连接跟踪的初始化主要有三个地方
(1)连接跟踪本身初始化。
(3)在对应的Hook上注册连接跟踪的处理函数。
(4)初始化连接跟踪和三层协议、四层协议相关的函数。
1、连接跟踪本身初始化
连接跟踪本身初始化函数是nf_conntrack_net_init主要做两件事情:为连接跟踪分配slab缓冲、初始化后proc文件系统
1.1、nf_conntrack_net_init
nf_conntrack_net_init是连接跟踪初始化的入口函数,主要调用nf_conntrack_init函数分配slab缓冲,调用nf_conntrack_standalone_init_proc初始化proc文件系统。
static int nf_conntrack_net_init(struct net *net)
{
int ret;
/*初始化*/
ret = nf_conntrack_init(net);
if (ret < 0)
goto out_init;
/*proc文件系统初始化*/
ret = nf_conntrack_standalone_init_proc(net);
if (ret < 0)
goto out_proc;
net->ct.sysctl_checksum = 1;
net->ct.sysctl_log_invalid = 0;
ret = nf_conntrack_standalone_init_sysctl(net);
if (ret < 0)
goto out_sysctl;
return 0;
out_sysctl:
nf_conntrack_standalone_fini_proc(net);
out_proc:
nf_conntrack_cleanup(net);
out_init:
return ret;
}
1.2、nf_conntrack_init
nf_conntrack_init主要调用nf_conntrack_init_init_ net
int nf_conntrack_init(struct net *net)
{
int ret;
if (net_eq(net, &init_net)) {
ret = nf_conntrack_init_init_net();
if (ret < 0)
goto out_init_net;
}
ret = nf_conntrack_init_net(net);
if (ret < 0)
goto out_net;
if (net_eq(net, &init_net)) {
/* For use by REJECT target */
rcu_assign_pointer(ip_ct_attach, nf_conntrack_attach);
rcu_assign_pointer(nf_ct_destroy, destroy_conntrack);
/* Howto get NAT offsets */
rcu_assign_pointer(nf_ct_nat_offset, NULL);
}
return 0;
out_net:
if (net_eq(net, &init_net))
nf_conntrack_cleanup_init_net();
out_init_net:
return ret;
}
1.3、nf_conntrack_init_init_net
static int nf_conntrack_init_init_net(void)
{
int max_factor = 8;
int ret;
/* Idea from tcp.c: use 1/16384 of memory.

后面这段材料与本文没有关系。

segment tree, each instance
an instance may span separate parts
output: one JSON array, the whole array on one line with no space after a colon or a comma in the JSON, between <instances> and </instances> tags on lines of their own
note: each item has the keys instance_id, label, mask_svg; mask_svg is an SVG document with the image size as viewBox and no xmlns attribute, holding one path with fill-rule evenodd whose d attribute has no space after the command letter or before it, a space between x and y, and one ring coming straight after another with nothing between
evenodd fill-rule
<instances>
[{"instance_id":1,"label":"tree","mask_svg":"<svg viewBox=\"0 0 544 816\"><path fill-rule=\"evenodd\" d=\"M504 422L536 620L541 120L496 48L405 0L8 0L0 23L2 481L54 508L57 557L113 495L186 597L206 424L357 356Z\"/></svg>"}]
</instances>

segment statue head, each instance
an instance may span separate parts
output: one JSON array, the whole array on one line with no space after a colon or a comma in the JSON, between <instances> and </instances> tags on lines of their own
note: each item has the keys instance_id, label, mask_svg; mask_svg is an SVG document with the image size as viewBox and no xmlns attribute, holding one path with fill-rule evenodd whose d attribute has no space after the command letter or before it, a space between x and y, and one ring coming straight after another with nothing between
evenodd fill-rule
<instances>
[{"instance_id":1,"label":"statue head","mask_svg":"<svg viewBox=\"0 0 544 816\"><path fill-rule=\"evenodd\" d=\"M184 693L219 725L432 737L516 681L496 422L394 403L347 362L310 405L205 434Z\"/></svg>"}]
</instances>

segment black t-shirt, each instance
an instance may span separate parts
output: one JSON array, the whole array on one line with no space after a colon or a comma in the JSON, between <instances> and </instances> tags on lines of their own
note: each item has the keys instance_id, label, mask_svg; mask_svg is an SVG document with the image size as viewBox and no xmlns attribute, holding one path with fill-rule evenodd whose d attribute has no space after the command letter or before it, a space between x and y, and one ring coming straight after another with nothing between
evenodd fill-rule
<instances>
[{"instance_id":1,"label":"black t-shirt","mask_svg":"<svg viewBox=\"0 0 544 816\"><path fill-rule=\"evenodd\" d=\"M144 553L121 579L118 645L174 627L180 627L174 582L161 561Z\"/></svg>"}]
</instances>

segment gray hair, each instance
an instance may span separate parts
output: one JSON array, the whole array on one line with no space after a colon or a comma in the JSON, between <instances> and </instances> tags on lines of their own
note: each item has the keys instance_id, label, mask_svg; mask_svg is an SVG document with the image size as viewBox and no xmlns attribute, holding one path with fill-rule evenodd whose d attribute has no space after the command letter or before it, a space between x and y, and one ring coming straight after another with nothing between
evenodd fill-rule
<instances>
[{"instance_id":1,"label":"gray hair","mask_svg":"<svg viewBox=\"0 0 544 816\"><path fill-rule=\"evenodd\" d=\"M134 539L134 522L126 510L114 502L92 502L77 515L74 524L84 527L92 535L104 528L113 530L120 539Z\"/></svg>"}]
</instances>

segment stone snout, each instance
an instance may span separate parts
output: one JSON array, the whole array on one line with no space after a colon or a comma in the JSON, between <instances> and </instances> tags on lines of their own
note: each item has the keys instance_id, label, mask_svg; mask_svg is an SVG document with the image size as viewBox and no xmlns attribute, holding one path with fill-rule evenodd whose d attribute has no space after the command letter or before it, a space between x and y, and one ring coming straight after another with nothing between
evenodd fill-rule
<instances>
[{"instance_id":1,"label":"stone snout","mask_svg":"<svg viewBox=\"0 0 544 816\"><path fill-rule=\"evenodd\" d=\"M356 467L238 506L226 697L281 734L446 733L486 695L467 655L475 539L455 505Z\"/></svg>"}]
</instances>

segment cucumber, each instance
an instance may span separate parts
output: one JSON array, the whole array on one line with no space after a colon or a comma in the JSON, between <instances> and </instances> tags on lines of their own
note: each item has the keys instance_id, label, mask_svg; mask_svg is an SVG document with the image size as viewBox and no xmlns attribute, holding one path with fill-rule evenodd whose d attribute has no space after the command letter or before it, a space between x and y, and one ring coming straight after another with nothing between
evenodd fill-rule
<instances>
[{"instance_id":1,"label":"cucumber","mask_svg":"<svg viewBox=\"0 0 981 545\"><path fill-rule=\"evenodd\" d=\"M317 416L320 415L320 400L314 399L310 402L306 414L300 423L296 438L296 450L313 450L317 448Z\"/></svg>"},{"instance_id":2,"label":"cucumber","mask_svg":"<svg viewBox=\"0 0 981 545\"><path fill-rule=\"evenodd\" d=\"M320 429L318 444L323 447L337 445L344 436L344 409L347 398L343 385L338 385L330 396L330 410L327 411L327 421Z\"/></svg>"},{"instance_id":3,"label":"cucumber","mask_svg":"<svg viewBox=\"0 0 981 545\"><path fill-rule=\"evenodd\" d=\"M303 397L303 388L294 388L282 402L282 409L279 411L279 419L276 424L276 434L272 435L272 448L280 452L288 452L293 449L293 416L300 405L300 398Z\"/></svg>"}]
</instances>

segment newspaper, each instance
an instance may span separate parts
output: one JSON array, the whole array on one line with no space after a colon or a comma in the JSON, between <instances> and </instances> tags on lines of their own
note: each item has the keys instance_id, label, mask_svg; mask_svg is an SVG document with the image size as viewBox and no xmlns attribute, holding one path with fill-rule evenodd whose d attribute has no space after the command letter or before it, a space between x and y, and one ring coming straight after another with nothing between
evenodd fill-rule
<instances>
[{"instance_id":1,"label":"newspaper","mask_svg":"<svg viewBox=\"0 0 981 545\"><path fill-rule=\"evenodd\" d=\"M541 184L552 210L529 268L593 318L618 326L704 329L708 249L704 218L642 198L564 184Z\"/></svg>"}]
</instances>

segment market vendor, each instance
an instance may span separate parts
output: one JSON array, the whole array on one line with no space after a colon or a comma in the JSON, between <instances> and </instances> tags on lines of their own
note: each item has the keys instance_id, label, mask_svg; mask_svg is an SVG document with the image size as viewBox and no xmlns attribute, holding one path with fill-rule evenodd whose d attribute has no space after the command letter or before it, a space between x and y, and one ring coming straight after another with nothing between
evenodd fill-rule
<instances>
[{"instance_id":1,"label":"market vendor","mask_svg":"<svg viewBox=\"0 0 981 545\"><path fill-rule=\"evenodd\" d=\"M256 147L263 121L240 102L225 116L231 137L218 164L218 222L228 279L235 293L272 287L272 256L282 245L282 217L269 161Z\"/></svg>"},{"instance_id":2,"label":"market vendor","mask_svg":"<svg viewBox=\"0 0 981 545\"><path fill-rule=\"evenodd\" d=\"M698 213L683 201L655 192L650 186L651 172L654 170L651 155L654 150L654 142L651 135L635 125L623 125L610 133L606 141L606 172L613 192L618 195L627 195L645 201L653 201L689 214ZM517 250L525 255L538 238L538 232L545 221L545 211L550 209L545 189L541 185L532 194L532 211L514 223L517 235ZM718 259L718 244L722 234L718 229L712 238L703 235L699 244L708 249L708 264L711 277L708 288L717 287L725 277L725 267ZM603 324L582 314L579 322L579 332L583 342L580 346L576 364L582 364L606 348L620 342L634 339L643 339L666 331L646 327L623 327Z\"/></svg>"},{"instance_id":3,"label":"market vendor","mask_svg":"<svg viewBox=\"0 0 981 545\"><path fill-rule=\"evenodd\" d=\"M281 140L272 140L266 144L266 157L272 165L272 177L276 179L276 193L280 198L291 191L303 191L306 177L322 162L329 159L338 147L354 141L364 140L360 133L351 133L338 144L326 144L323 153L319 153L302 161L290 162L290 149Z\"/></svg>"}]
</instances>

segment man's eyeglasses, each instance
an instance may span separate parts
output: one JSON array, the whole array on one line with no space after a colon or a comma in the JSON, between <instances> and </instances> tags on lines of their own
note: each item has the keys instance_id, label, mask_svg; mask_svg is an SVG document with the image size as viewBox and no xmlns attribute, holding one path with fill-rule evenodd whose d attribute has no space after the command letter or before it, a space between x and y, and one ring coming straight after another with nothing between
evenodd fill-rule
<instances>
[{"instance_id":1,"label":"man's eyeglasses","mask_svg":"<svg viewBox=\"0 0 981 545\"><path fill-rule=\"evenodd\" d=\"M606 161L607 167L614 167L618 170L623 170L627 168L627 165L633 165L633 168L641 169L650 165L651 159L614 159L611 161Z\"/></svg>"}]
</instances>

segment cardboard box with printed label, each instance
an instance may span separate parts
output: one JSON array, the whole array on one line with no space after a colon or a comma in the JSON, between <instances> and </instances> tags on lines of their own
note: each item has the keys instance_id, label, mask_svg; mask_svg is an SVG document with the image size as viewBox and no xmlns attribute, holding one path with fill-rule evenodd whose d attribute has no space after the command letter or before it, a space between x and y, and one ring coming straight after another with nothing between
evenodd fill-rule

On i386: 32MB
* machine has 512 buckets. >= 1GB machines have 16384 buckets. */
if (!nf_conntrack_htable_size) {
/*取内存的16384分之一*/
nf_conntrack_htable_size
= (((totalram_pages << PAGE_SHIFT) / 16384)
/ sizeof(struct hlist_head));
/*内存大于1G则取16384*/
if (totalram_pages > (1024 * 1024 * 1024 / PAGE_SIZE))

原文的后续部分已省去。